La Coppa del mondo è compressa in 30 giorni. Inizialmente la FIFA aveva previsto 16 gironi da tre squadre, con le prime due qualificate ai sedicesimi di finale. Alla fine è stata scelta una formula con 12 gironi da quattro. Passano le prime due insieme alle otto migliori terze. Chi arriverà fino in fondo, avrà giocato otto partite anziché sette.
Anche il SoFi di Los Angeles ha fatto un ultimo tentativo per essere preso in considerazione. Il proprietario dell’Arsenal, Stan Kroenke, nutriva grandi speranze di avere la finale nella sua sede, 70mila posti, lo stadio dei Los Angeles Rams e Los Angeles Chargers. Un impianto costruito con circa 4 miliardi di sterline.

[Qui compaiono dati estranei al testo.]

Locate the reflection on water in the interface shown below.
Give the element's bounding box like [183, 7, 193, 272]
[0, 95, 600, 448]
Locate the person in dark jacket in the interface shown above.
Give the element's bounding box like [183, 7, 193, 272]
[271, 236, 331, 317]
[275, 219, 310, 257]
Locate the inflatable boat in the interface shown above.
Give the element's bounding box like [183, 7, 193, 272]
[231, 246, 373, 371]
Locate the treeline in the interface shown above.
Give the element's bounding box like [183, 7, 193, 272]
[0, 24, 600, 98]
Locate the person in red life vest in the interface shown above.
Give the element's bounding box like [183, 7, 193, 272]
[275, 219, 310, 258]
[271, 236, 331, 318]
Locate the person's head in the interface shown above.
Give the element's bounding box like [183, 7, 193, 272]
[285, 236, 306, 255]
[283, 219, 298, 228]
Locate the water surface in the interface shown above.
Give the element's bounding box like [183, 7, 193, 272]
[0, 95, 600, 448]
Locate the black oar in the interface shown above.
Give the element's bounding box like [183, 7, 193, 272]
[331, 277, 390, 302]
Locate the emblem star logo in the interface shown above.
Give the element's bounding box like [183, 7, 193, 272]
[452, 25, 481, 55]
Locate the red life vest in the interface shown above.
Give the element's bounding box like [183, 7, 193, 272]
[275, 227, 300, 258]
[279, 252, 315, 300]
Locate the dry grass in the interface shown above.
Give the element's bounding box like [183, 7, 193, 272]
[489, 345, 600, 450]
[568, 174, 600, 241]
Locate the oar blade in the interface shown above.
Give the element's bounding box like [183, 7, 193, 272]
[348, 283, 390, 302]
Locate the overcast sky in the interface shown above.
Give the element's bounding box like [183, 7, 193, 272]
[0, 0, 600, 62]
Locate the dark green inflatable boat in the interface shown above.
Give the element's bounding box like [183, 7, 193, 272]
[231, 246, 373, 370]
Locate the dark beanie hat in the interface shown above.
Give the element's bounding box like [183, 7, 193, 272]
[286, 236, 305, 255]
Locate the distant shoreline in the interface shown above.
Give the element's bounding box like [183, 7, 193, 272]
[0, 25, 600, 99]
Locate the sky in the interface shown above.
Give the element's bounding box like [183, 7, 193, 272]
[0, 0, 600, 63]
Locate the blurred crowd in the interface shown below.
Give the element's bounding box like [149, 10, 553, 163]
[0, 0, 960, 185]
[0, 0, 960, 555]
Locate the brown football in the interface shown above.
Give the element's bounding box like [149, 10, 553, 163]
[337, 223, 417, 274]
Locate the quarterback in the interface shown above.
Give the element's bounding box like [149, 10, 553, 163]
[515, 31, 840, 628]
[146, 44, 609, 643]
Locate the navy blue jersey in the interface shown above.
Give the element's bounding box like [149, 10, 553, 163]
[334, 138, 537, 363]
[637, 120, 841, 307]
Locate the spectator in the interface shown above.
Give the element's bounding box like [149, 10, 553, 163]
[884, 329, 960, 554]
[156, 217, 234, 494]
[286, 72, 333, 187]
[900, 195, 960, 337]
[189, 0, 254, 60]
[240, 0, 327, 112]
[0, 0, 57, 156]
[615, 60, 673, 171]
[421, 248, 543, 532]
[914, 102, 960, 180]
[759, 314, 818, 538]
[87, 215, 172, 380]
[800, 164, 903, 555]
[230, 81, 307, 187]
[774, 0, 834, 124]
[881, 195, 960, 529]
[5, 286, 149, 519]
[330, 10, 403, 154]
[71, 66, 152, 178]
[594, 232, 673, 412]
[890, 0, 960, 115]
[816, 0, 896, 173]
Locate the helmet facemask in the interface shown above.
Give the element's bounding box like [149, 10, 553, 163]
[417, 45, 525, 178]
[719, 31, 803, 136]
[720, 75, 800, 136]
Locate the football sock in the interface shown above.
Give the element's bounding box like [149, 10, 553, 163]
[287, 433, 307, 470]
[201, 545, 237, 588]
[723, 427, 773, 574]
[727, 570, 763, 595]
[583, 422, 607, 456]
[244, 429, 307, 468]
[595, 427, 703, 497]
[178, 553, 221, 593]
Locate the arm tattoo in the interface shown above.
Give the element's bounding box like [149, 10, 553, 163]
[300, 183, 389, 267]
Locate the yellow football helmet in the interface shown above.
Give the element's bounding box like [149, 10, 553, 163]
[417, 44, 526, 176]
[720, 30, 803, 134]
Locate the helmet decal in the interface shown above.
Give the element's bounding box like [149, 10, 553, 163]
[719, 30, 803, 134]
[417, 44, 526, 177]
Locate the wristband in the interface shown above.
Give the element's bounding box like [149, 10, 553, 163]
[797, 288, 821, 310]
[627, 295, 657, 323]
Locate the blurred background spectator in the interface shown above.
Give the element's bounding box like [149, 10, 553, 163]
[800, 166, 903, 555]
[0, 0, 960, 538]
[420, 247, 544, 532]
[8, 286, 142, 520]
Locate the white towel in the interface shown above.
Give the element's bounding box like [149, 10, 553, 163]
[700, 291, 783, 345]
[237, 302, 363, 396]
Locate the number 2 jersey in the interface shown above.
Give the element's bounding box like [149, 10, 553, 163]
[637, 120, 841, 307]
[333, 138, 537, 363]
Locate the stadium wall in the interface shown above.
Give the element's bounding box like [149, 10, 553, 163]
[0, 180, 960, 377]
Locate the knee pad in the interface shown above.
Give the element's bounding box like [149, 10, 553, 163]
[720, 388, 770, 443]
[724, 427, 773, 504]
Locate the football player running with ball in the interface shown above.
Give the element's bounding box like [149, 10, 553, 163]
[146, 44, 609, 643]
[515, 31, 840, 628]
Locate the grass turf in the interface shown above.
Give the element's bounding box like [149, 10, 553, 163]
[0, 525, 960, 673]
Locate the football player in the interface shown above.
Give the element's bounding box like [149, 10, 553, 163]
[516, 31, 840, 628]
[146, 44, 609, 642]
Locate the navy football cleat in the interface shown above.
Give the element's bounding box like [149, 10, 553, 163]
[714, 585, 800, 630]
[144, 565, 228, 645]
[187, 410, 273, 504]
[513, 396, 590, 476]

Ma con 10mila sediolini in meno rispetto ai desideri della FIFA. È anche un luogo meno favorevole in termini di fuso orario. La sede di Los Angeles avrebbe presentato un’offerta tardiva e Kronke potrebbe essere sfamato con una semifinale.
Le città coinvolte negli USA saranno undici [Atlanta, Boston, Dallas, Houston, Kansas City, Los Angeles, Miami, New York-New Jersey, Philadelphia, San Francisco e Seattle], tre quelle del Messico [Guadalajara, Città del Messico e Monterrey], due in Canada [Toronto e Vancouver].